Side Channel Attacks on GPUs

Graphics Processing Units (GPUs) are commonly integrated with computing devices to enhance the performance and capabilities of graphical workloads. In addition, they are increasingly being integrated in data centers and clouds such that they can be used to accelerate data intensive workloads. Under a number of scenarios the GPU can be shared between multiple applications at a fine granularity allowing a spy application to monitor side channels and attempt to infer the behavior of the victim. For example, OpenGL and WebGL send workloads to the GPU at the granularity of a frame, allowing an attacker to interleave the use of the GPU to measure the side-effects of the victim computation through performance counters or other resource tracking APIs. We demonstrate the vulnerability by implementing three end-to-end attacks. We show that an OpenGL or CUDA based spy can fingerprint websites accurately (attack I), track user activities within the website, and even infer the keystroke timings for a password text box (attack II) with high accuracy.

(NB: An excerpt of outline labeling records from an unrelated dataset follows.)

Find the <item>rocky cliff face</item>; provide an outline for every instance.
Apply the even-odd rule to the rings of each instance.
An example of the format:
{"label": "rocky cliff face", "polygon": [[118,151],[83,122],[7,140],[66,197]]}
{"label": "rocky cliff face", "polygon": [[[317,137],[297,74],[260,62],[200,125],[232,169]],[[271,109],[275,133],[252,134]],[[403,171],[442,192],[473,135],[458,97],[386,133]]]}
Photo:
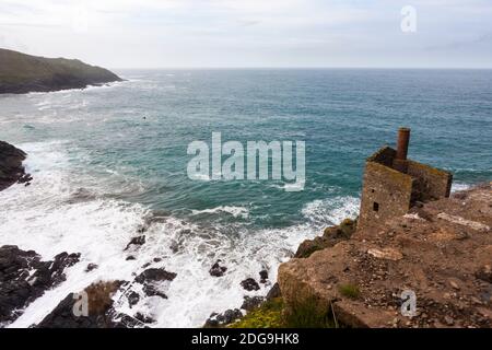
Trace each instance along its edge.
{"label": "rocky cliff face", "polygon": [[286,311],[314,300],[353,327],[492,327],[491,228],[488,184],[359,230],[280,266]]}
{"label": "rocky cliff face", "polygon": [[0,49],[0,94],[83,89],[121,79],[77,59],[45,58]]}

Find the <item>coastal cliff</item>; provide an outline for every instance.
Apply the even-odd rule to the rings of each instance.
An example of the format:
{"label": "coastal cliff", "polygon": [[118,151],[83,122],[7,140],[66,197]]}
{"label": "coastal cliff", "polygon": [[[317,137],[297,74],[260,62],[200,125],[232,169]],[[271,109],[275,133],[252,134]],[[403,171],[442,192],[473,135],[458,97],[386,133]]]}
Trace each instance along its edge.
{"label": "coastal cliff", "polygon": [[121,79],[77,59],[45,58],[0,49],[0,94],[83,89]]}

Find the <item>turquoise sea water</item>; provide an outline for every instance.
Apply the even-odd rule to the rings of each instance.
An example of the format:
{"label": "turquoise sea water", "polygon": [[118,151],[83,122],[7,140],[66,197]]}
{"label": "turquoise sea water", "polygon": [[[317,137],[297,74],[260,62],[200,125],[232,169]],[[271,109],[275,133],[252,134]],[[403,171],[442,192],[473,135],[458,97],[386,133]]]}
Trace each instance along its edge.
{"label": "turquoise sea water", "polygon": [[[126,240],[142,218],[167,218],[164,228],[155,229],[156,236],[167,235],[160,244],[172,247],[165,252],[167,266],[204,270],[183,281],[176,295],[196,283],[206,293],[230,295],[218,304],[203,298],[195,311],[175,301],[186,308],[185,326],[198,325],[216,308],[237,307],[237,281],[261,267],[273,279],[278,264],[298,242],[355,215],[364,160],[380,145],[394,144],[400,126],[412,129],[409,156],[453,172],[458,187],[492,179],[491,70],[117,73],[128,81],[0,96],[0,139],[30,153],[35,178],[32,188],[15,186],[0,194],[0,244],[17,240],[50,255],[70,249],[75,238],[67,238],[67,232],[85,236],[94,230],[97,237]],[[305,141],[305,190],[289,192],[273,180],[190,180],[187,145],[195,140],[210,144],[215,131],[223,141]],[[101,207],[89,209],[96,203]],[[28,208],[31,217],[17,213]],[[15,223],[8,219],[12,215]],[[175,220],[171,226],[169,218]],[[49,235],[54,225],[59,225],[59,241]],[[19,238],[24,231],[30,236]],[[86,246],[75,244],[72,250]],[[86,250],[92,259],[104,260],[104,253]],[[181,260],[173,254],[181,254]],[[207,268],[216,258],[230,264],[229,284],[207,280]],[[174,306],[165,306],[167,313],[166,307]],[[159,317],[159,325],[173,325],[165,315]]]}

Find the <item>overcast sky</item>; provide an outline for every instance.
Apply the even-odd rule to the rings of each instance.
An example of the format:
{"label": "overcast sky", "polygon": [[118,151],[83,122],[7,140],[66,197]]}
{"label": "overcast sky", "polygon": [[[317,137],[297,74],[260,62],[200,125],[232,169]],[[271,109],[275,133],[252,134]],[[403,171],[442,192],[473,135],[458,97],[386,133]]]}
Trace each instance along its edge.
{"label": "overcast sky", "polygon": [[0,0],[0,47],[108,68],[492,68],[492,1]]}

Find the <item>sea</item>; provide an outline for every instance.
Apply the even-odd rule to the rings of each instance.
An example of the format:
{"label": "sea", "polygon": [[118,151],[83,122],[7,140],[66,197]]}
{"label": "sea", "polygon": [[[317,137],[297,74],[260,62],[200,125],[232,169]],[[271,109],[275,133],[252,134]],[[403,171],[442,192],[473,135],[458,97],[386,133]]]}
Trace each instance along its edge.
{"label": "sea", "polygon": [[[355,218],[364,162],[399,127],[409,156],[454,174],[454,190],[492,179],[492,70],[115,70],[124,82],[0,96],[0,140],[24,150],[31,186],[0,192],[0,246],[43,259],[81,253],[67,280],[10,327],[40,322],[70,292],[177,273],[167,299],[115,295],[151,327],[200,327],[213,312],[266,295],[298,244]],[[304,141],[305,186],[283,179],[190,179],[194,141]],[[145,244],[130,246],[145,235]],[[125,250],[126,249],[126,250]],[[134,259],[128,260],[128,256]],[[221,260],[227,270],[212,277]],[[98,267],[87,272],[87,264]],[[267,283],[245,291],[246,278]],[[140,288],[140,289],[139,289]],[[127,292],[128,292],[127,291]]]}

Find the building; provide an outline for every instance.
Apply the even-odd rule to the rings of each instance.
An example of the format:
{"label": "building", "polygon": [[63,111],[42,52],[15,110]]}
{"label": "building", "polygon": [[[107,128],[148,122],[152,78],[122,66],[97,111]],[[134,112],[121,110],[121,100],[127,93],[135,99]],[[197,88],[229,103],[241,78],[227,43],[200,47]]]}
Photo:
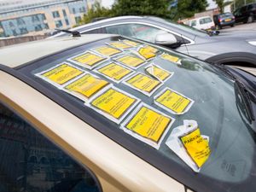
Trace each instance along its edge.
{"label": "building", "polygon": [[79,23],[95,1],[4,0],[0,2],[0,37],[45,35]]}

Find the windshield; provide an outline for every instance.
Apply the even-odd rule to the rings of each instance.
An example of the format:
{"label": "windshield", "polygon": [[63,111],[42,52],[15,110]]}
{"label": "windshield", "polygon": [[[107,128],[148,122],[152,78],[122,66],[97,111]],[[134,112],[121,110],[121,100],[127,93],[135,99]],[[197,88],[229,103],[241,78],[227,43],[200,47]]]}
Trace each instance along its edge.
{"label": "windshield", "polygon": [[162,22],[162,23],[166,23],[166,25],[171,25],[173,27],[177,27],[180,30],[185,31],[187,32],[192,33],[194,35],[198,35],[198,36],[206,36],[207,35],[207,32],[203,31],[203,30],[199,30],[191,26],[189,26],[187,25],[183,25],[183,24],[178,24],[176,22],[173,22],[171,20],[167,20],[167,19],[161,19],[159,17],[149,17],[152,20]]}
{"label": "windshield", "polygon": [[[255,191],[255,127],[247,119],[234,81],[218,68],[116,37],[20,71],[84,122],[186,186],[196,191]],[[189,166],[191,159],[172,149],[173,130],[184,120],[197,124],[204,139],[201,147],[208,145],[210,152],[200,163],[195,148],[183,143],[195,169]]]}

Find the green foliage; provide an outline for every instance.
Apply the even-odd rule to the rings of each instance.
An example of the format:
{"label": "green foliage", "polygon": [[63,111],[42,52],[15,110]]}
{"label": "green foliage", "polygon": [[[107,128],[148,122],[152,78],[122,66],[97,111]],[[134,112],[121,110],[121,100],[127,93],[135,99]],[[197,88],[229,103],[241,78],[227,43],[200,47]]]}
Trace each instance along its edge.
{"label": "green foliage", "polygon": [[99,17],[113,16],[112,13],[112,9],[103,8],[100,5],[100,3],[96,3],[90,9],[88,10],[87,14],[84,15],[80,24],[90,23],[93,19]]}
{"label": "green foliage", "polygon": [[113,6],[115,16],[119,15],[155,15],[170,18],[168,7],[170,0],[116,0]]}
{"label": "green foliage", "polygon": [[205,11],[207,0],[178,0],[177,7],[171,9],[172,19],[184,19],[194,16],[195,13]]}

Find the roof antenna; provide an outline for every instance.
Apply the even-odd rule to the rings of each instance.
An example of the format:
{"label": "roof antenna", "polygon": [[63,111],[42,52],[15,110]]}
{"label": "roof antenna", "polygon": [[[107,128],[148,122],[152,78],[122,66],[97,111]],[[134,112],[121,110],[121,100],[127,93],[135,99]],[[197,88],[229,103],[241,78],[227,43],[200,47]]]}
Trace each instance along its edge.
{"label": "roof antenna", "polygon": [[80,32],[78,31],[69,31],[69,30],[66,30],[66,29],[55,29],[55,30],[56,30],[58,32],[70,33],[73,35],[73,38],[81,37]]}
{"label": "roof antenna", "polygon": [[183,44],[184,44],[185,47],[186,47],[186,50],[187,50],[188,55],[189,55],[189,49],[188,49],[188,47],[187,47],[187,44],[185,44],[185,40],[184,40],[184,38],[183,38],[183,34],[180,34],[180,36],[181,36],[182,38],[183,38]]}

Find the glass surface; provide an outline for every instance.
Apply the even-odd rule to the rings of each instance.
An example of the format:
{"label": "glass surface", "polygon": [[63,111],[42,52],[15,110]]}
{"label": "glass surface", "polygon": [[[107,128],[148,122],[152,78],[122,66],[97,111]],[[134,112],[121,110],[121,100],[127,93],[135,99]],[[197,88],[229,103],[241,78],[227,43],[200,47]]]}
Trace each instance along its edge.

The third attack demonstrates how a CUDA spy application can derive the internal parameters of a neural network model being used by another CUDA application on the cloud. To counter these attacks, the paper suggests mitigations based on limiting the rate of the calls, or limiting the granularity of the returned information.

Automated summary

GPUs are commonly used to enhance graphical workloads and accelerate data-intensive workloads in data centers and clouds. However, there is a security vulnerability where spy applications can monitor side channels to infer the behavior of victims. The paper demonstrates three end-to-end attacks, including fingerprinting websites, tracking user activities, inferring keystroke timings, and deriving internal parameters of neural network models used by other applications.